JAKARTA, Indonesia (AP) - Gunmen on motorbikes shot at a high school in Indonesia's war-torn Aceh province Monday, killing two men and sending hundreds of students running for cover, witnesses said.
Police said they had no motive for the shooting in the industrial town of Lhokseumawe, and did not release the names of the victims. No one else was injured.
Guerrillas have been fighting since 1976 for the independence of resource-rich Aceh, about 1,200 miles northwest of Jakarta. At least 12,000 people have been killed, most of them civilians.

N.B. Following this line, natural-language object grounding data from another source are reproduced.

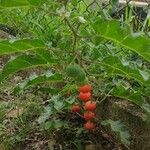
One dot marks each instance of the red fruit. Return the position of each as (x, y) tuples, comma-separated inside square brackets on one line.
[(85, 96), (89, 116), (89, 106), (76, 108), (85, 88), (89, 125)]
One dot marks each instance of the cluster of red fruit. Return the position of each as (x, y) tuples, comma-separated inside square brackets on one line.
[(89, 106)]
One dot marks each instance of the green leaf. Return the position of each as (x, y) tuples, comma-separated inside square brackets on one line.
[(113, 66), (23, 62), (9, 47), (118, 127), (39, 80), (20, 3), (134, 97), (44, 116), (112, 30)]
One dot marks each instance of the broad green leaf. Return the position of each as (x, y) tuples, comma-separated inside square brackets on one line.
[(120, 128), (9, 47), (112, 30), (44, 116), (113, 66), (38, 80), (23, 62), (20, 3), (129, 95)]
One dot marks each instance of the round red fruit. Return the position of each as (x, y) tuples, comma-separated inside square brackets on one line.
[(75, 108), (90, 126), (89, 106), (89, 116), (85, 96), (85, 88)]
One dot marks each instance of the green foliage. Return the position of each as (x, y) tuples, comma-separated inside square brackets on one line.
[(18, 3), (77, 43), (75, 71), (118, 127), (23, 45), (23, 62)]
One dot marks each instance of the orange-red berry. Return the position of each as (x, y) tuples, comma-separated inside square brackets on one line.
[(85, 88), (85, 96), (89, 126), (76, 108), (90, 106), (89, 116)]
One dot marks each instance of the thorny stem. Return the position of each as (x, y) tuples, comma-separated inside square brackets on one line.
[(74, 36)]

Representatives of the government and the rebel Free Aceh Movement held peace talks in Geneva last week, but they failed to stem the violence. A top rebel spokesman was killed soon after the talks concluded.
Aceh is one of several regions in sprawling Indonesia plagued by separatist, racial or religious violence.

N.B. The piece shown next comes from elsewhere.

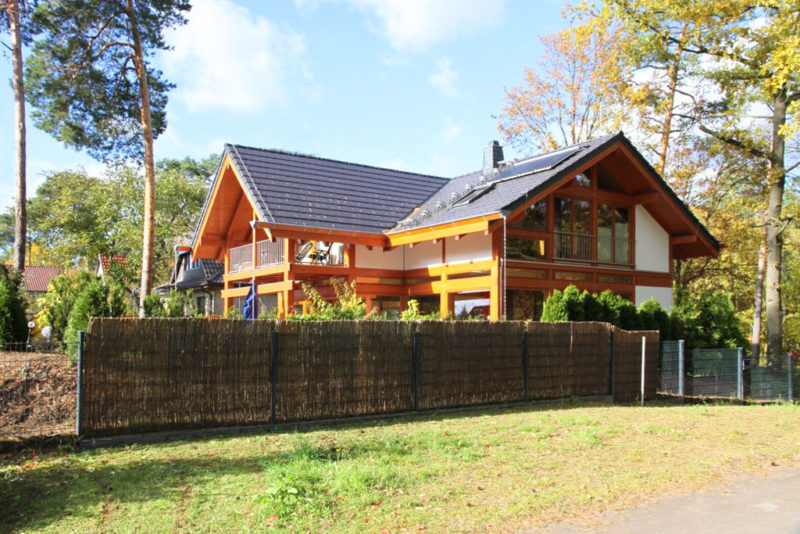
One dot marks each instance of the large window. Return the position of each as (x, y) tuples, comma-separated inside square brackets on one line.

East Timor, a former Indonesian province where hundreds died at the hands of Indonesian troops and anti-independence militias following a 1999 vote for independence, became a sovereign nation Monday.
Meanwhile, a Muslim militant group blamed for religious violence in Indonesia's Maluku islands denied Monday that its surrender of some of its weapons was part of a deal to secure the freedom of its jailed leader.
The Laskar Jihad group handed over hundreds of homemade bombs, dozens of pistols and an MK3 machine gun to military officials Sunday in a ceremony outside a mosque in Maluku's provincial capital, Ambon.
The hardline Laskar Jihad organization has been accused of inciting Muslim-Christian violence that has killed about 9,000 people in the Maluku islands since 1999.